The indictment states that till June 30, 2020, PK Haldar became the owner of immovable property worth Tk 391.65 crore. At the same time the value of movable assets was over Tk In all, in 10 years, he came to possess Tk 433 crore plus change, as far as the ACC have been able to make out. Of this, at least Tk 425 crore is now alleged to have been illegally amassed.
According to the chargesheet, PK Haldar deposited cash in his own name as well as in the names of 13 associates, and bought land, houses and cars. There are two flats in his name in Dhanmondi of the capital. There are 22 anonymous cars in his name. He has bought 4,164 decimals of land in his own name at a cost of Tk 228 crore. Most of the land was bought in Narayanganj, Narsingdi and Dhaka.
According to the chargesheet, PK Haldar's mother Lilabati Haldar was a primary school teacher. As of May 2021, Lilabati's bank account had witnessed transactions amounting to Tk 131.38 crore. Besides, some 563 decimals of land was bought in Narayanganj, as well as some flats, in the name of Avantika Baral with a market value of around Tk 24 crore. His bank account had been emptied of nearly Tk 14 crore in withdrawals.

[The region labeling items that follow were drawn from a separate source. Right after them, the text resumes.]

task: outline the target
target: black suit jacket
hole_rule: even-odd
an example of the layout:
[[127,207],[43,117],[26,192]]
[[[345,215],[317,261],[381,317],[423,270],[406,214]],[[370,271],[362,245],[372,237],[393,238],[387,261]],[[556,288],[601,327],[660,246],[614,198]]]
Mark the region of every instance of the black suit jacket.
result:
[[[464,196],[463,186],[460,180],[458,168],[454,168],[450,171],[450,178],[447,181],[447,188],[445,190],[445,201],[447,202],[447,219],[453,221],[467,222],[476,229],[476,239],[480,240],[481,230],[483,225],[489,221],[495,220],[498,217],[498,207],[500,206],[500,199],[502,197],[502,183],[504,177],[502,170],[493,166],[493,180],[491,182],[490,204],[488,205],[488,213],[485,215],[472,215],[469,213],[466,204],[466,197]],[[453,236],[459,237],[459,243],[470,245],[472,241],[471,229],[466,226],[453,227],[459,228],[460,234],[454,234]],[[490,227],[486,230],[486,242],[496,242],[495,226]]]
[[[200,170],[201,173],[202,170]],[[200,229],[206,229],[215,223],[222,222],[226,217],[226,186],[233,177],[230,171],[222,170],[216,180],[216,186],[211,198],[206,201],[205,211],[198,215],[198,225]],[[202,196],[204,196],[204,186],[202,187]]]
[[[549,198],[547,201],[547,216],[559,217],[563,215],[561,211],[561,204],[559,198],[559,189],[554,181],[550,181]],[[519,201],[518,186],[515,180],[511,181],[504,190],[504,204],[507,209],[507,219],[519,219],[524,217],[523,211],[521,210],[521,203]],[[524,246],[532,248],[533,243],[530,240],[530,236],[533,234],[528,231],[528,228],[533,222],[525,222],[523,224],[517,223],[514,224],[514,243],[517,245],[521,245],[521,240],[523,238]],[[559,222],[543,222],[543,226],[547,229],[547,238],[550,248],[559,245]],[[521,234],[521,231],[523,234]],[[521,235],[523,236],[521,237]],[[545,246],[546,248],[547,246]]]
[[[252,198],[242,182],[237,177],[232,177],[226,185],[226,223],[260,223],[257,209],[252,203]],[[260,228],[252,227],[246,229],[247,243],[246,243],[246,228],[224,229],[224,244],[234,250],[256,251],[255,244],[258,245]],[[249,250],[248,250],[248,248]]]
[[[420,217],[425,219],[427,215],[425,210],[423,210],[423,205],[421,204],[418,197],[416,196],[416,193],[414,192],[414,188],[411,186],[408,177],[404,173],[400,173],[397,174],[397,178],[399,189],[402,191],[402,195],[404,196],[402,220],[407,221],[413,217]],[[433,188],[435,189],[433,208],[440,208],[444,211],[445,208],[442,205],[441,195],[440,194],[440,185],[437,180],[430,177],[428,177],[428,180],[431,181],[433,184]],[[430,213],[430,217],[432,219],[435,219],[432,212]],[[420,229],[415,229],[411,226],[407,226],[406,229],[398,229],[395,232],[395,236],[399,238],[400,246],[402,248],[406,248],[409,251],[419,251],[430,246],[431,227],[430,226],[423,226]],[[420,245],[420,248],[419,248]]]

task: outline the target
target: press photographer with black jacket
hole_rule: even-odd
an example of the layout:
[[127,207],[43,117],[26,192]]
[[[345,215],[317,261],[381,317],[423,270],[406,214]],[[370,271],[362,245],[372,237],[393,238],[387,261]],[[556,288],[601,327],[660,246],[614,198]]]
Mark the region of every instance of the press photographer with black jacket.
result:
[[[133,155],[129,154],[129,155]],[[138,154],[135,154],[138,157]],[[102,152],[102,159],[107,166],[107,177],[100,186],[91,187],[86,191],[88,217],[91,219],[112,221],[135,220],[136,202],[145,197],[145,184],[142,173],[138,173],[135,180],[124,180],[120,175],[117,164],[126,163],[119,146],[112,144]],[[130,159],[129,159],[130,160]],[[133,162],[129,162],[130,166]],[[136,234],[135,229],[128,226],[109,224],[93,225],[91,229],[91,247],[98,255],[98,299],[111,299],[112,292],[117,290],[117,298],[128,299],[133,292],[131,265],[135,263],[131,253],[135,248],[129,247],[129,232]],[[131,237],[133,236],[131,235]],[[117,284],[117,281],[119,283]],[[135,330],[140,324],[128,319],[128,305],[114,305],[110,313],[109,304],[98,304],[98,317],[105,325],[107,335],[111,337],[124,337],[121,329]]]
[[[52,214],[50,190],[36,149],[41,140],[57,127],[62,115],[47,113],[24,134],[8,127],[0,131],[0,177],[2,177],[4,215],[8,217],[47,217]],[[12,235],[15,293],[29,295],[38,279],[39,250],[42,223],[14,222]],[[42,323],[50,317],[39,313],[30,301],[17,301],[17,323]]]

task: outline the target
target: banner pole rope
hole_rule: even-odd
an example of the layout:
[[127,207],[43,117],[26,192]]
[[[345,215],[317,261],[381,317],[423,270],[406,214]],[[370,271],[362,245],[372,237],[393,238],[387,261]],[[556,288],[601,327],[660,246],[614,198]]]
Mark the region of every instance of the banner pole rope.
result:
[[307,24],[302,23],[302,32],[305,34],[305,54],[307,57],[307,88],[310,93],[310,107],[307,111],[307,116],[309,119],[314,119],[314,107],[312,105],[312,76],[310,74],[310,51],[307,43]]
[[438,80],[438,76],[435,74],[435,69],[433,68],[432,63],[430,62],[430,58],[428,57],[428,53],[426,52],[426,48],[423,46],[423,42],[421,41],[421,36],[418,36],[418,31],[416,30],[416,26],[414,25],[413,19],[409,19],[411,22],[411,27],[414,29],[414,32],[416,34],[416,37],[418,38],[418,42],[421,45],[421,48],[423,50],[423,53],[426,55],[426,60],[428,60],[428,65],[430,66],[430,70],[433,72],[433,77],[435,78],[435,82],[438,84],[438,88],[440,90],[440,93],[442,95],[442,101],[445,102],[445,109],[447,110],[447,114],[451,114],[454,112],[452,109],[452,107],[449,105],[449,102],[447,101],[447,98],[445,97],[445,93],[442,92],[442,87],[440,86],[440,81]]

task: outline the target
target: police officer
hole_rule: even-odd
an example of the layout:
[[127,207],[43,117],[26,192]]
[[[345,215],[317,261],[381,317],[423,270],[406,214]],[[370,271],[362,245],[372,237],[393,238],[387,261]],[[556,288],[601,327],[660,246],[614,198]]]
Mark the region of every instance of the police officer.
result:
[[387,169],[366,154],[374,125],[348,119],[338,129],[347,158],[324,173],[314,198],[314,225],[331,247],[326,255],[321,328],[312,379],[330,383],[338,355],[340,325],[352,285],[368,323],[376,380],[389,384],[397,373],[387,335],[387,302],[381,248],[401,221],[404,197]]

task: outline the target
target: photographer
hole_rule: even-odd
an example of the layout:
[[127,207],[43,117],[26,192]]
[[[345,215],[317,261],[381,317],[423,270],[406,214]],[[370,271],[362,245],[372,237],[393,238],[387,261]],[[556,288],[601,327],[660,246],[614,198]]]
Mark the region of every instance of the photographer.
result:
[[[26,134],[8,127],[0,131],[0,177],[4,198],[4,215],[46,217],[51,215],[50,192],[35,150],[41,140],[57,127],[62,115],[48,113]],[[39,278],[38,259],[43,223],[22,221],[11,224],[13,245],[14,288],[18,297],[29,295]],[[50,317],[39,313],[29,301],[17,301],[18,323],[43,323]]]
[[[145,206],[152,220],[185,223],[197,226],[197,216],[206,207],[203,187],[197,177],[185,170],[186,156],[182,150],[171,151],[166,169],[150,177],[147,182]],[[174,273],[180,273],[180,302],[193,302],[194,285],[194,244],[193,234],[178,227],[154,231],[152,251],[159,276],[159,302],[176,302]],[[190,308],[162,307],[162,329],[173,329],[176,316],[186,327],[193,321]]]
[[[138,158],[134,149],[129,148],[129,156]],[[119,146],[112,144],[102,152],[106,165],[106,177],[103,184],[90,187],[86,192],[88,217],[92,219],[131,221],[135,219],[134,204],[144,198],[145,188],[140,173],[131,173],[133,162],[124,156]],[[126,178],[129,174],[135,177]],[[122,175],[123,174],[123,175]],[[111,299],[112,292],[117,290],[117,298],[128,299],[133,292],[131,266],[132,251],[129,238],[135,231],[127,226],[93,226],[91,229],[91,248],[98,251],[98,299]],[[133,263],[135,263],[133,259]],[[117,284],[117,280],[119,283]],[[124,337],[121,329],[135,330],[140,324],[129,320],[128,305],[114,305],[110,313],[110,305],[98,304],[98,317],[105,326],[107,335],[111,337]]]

It was further said that Haldar's cousin Shankha Bepari had transactions worth over Tk 66 crore in his bank account. In the name of another cousin, Amitabh Adhikari, 222 decimals of land had been bought in different parts of the country including Manikganj, while the bank account in his name had witnessed transactions totalling close to Tk 60 crore.
Handover may take time: Doraiswamy
Speaking to the media after a meeting Tuesday afternoon (May 17) with Foreign Secretary Masud Bin Momen, Indian High Commissioner Vikram Doraiswami hinted that it may take time to hand over PK Haldar to Bangladesh, in iew of the legal procedures that have to be followed.
Doraiswamy and Bin Momen discussed preparations for the foreign minister-level Joint Consultative Commission (JCC) meeting between Bangladesh and India that will be held on May 30 in New Delhi.
Doraiswami said that the issue of PK Halder had been discussed during his meeting with the foreign secretary. This is part of the normal cooperation between the two governments.
"We have all the requisite cooperation to deal with criminal elements of both the countries including legal assistance," he added.
The Bangladesh government had provided the concerned Indian agency with the requisite information. The Indian agency took steps after verifying all the info they had. Everything happened through the legal process, while India and Bangladesh are known to cooperate against organised crime.
When asked if Bangladesh had requested for Haldar to be extradited, the Indian high commissioner replied that this is a matter of legal process. He was arrested last week over the weekend. "There will be a response from our side at a point of time based on the information provided," he added.
Doraiswami said, "These things take time. This is not like exchanging Christmas cards. These are things that are done through a legal process. And this must be done gradually. We are working with Bangladesh on this. The information was provided by Bangladesh."
The foreign secretary also reiterated this, specifying that the information was provided by the ACC.